# Just bought a jet 1642evs-2



## khowald (Nov 8, 2012)

I just purchased a used Jet 1642EVS-2. It is 15 months old and in perfect shape. Getting a Vicmarc 120 chuck and 12 gouges. The whole thing was $2K. I think it was a great deal. I have been turning on a Shop Smith 510. I bring the "new" lathe home tomorrow, can't wait. From what I have read this is a very good lathe, it is wired for 230/2HP, I will have to unplug the dust collector; a guys gotta' have priorities. I have 812 board feet of Big Leaf Maple that I want to turn into yarn bowls, bowls, wine stoppers and the list goes on. Hopefully you guys and gals can let me know if you think this is a good deal. Thanks for all of your help. ken


----------



## Dave Paine (May 30, 2012)

If you have purchased the lathe, then what anyone thinks about the deal is mute.
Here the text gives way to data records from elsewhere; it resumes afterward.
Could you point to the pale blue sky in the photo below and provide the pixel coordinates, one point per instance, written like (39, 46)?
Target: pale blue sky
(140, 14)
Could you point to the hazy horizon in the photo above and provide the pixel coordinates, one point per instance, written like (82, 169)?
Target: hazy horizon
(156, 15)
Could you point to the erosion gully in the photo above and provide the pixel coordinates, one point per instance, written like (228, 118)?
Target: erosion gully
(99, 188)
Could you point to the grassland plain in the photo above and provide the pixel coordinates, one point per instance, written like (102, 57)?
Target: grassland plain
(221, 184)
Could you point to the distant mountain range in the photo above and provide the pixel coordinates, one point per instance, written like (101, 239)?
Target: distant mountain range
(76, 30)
It is a good lathe. Just pick it up, get it into your shop and start using it. The money is spent, enjoy the purchase. :thumbsup:


----------



## robert421960 (Dec 9, 2010)

bad thing is if there are no pics it didnt happen
we need pictures


----------



## sawdustfactory (Jan 30, 2011)

You'll love the lathe and get many years of enjoyment from it, so don't worry about what you paid for it, you'll get your moneys worth. (BTW, that's not a bad deal). :thumbsup:


----------



## Tim562 (Dec 5, 2011)

I have the same unit only it's 1.5hp. I love it. Currently constructing an under the lathe storage cabinet. Replace a nova 3000 with VS with this and am extremely happy.


----------



## khowald (Nov 8, 2012)

*The jet has landed*

Just got it put back together, waiting for epoxy to dry on a few bowl mounts; can't wait. This thing purrs...ken:shifty:


----------



## robert421960 (Dec 9, 2010)

thats a sweet lathe for sure:yes::yes::yes:
congratulations :thumbsup:


----------



## cuerodoc (Jan 27, 2012)

Like the man says: once the money is spent and you're happy it's all moot.:yes::yes:
Like you I started on my 510 and found the limitations really quickly and moved onto bigger and better.
Git going so you can post pics! 
Dave H


----------



## firehawkmph (Apr 26, 2008)

Kh,
I've got a 1642 also, but the 110v model. Build yourself a stand for your lathe chisels. That shelf down below gets buried in wood chips. Have fun with it.
Mike Hawkins


----------



## Burb (Nov 30, 2012)

I think you got a good deal as well. That's actually the lathe I'm hoping to get in a couple of years. My one recommendation based on several people who I know own it is to build a weight box into the bottom of it and fill it with 200 pounds or so of sand or cement blocks. It seems to help alot with any potential movement and/vibration.

Mark


----------



## khowald (Nov 8, 2012)

Just made a shelf and put 5 eighty pound bags of cement on it, I don't think it is going anywhere. ken


----------



## keith long (Jan 25, 2013)

Very nice machine, no shavings under it yet???


----------



## khowald (Nov 8, 2012)

*Shavings*

Wife knits and wanted a "knitting bowl", keeps the ball of yarn from rolling around. I thought that would be a good start on the new lathe. Made three so far. ken:laughing: Love the lathe


----------



## robert421960 (Dec 9, 2010)

nice start
keep it up :yes::yes:


----------



## duncsuss (Aug 21, 2009)

well that's not fair -- he gets a new lathe *and* has some beautiful spalted wood to turn on it ... :laughing:

nice work -- turn safe and enjoy :thumbsup:


----------



## khowald (Nov 8, 2012)

Thank you to all. I only have about 790 board feet of the spalted maple to get rid of yet. ken


----------



## Burb (Nov 30, 2012)

khowald said:


> Thank you to all. I only have about 790 board feet of the spalted maple to get rid of yet. ken


I wish I had some of that. I'd like to make a couple of picture frames and a few other items. SM is hard to come by here.


----------



## DaveTTC (May 25, 2012)

robert421960 said:


> bad thing is if there are no pics it didnt happen
> we need pictures


Looks like it really did happen, nice looking lathe. I want one.


----------



## wood shavings (Mar 20, 2009)

*Nice pics*

See it really does happen even if you don't post pic's but it helps to do the show and tell. What method did you use to cut out the J on the bowls for the yarn.

Jerry


----------



## Barry Ward (Mar 22, 2008)

WTG I know a few friends of mine that have them,and love em.


----------



## khowald (Nov 8, 2012)

I just used a regular coping saw to cut the "J". ken


----------



## khowald (Nov 8, 2012)

I used a coping saw to cut the "J"'s. ken


----------